Thursday, May 03, 2007,5:33 PM
Why Buy Fair Trade
Over at the Justice and Compassion blog Benjamin gave a good perspective on why buying Fairly Traded food is a good thing. He recently placed an order for Fairly Traded sugar and wrote this -
I was feeling a little guilty, because this sugar costs 4 times “normal” sugar, and we are not exactly in brilliant financial straits at this time. My friend Karl (a Mennonite, interestingly), encouraged me in this. He said that I am simply assuming the full fair price of the sugar, instead of outsourcing that full cost to someone else who is actually a lot worse off than me financially.

When we sustain our lifestyle by hurting others we are not saving anything. It is hard sometimes to see that our purchases are not just isolated events - there is a whole chains of events, people, and environments that they affect as well. Its not just about us.


posted by Julie at 5:33 PM ¤ Permalink ¤


  • At 5/04/2007 01:01:00 AM, Blogger Greg

    Thanks Julie for this post. Really important to reflect and act on - sustaining one thing can often lead to debilitating something or someone else. It's so easy, especially nowadays, to be infected with the disease of a shopping spirituality that is driven by marketers and their worldview, rather than seriously considering the other and the connection of our spending to a bigger picture.

  • At 5/04/2007 09:52:00 AM, Blogger Kay

    Good point. I wish I could figure out how to do the same thing with clothes. Where to buy clothes that were not made with slave labor or that were not subsidized in some way... Sigh.

  • At 5/04/2007 08:54:00 PM, Blogger Scott James

    Social Justice does not always have to cost more when applied to consumer goods. We price our Fair Trade soccer balls equal with our competitors products at the same quality level.

    How can we do this and still pay certified Fair Trade wages? We don't have multi-million dollar marketing budgets to support.
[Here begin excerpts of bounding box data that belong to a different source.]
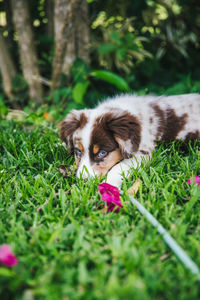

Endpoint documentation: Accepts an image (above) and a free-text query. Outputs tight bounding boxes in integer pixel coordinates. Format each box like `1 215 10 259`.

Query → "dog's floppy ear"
60 110 87 153
106 112 141 158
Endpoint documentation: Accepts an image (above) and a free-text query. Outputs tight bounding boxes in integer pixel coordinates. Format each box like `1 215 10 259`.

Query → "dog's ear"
106 112 141 158
60 110 87 153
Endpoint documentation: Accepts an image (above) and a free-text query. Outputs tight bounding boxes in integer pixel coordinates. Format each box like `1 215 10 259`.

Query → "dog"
60 94 200 188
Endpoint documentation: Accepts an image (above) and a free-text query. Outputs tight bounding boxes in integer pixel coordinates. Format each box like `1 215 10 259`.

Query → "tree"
0 33 16 99
52 0 89 90
12 0 42 103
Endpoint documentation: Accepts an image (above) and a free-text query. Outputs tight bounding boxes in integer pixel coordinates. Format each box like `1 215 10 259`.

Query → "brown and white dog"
60 94 200 187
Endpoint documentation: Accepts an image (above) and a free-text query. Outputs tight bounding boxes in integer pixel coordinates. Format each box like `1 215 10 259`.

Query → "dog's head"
60 109 141 177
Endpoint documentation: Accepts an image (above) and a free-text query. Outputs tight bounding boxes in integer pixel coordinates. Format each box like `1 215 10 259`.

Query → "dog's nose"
76 165 95 179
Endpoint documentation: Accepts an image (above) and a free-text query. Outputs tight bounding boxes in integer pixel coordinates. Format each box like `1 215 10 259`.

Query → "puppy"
60 94 200 187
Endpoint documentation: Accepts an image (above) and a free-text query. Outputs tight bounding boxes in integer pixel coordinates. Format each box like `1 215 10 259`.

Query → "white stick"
129 196 200 281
    Instead, we rely on positive word of mouth (and lots of folks posting on their blogs about us).


    - Scott James
    Fair Trade Sports

  • At 5/05/2007 09:50:00 AM, Blogger Julie

    Scott - thanks for letting us know about the site.

    I think the money thing does come down to a matter of perspective. There are a lot of people for whom it is totally normal to pay $9-11 for a half pound of coffee - switching to Fair Trade is no financial issue for them. Its the $4 gallon of folger's buyers that have the issues. And the people that pay for expensive clothes are more likely to be buying clothes not made in sweat shops anyway - its the off the rack Walmart shoppers that are doing that. The Fair Trade sports stuff looks great - and I'm sure the prices are equal with competitors for that quality of stuff - I just can't imagine spending that much on a soccer ball - ever.

    so I guess that is where the struggle comes in. To convince us middle americans that paying for fairness, justice, sustainability and quality is a moral issue (and not just selfish luxury living).

  • At 5/05/2007 11:04:00 PM, Blogger Benjamin Ady


    When I saw you commnent I thought ooh, ooh, ooh, I know the answer (like a kid in sunday school--"call on me, call on me!")

    You should check out Joe's Freedom Clothing Project He's got fair trade clothing in his online shop, and he's really kewl, and fun to talk to too. We're planning to do a post on his stuff over at pretty soon.

  • At 5/07/2007 09:25:00 PM, Blogger Scott James

    I hear you, Julie. Your coffee analogy is accurate.

    I specifically built our product line not to compete with a $10 low-quality soccer ball from Wal-Mart, nor the $120 high-end soccer ball used at the World Cup (and now on the fields of most college campuses).

    We're going after the bulk of soccer ball sales in the US which is the $30 - $85 range.

    Thank you for checking out our site; glad you think the stuff looks good!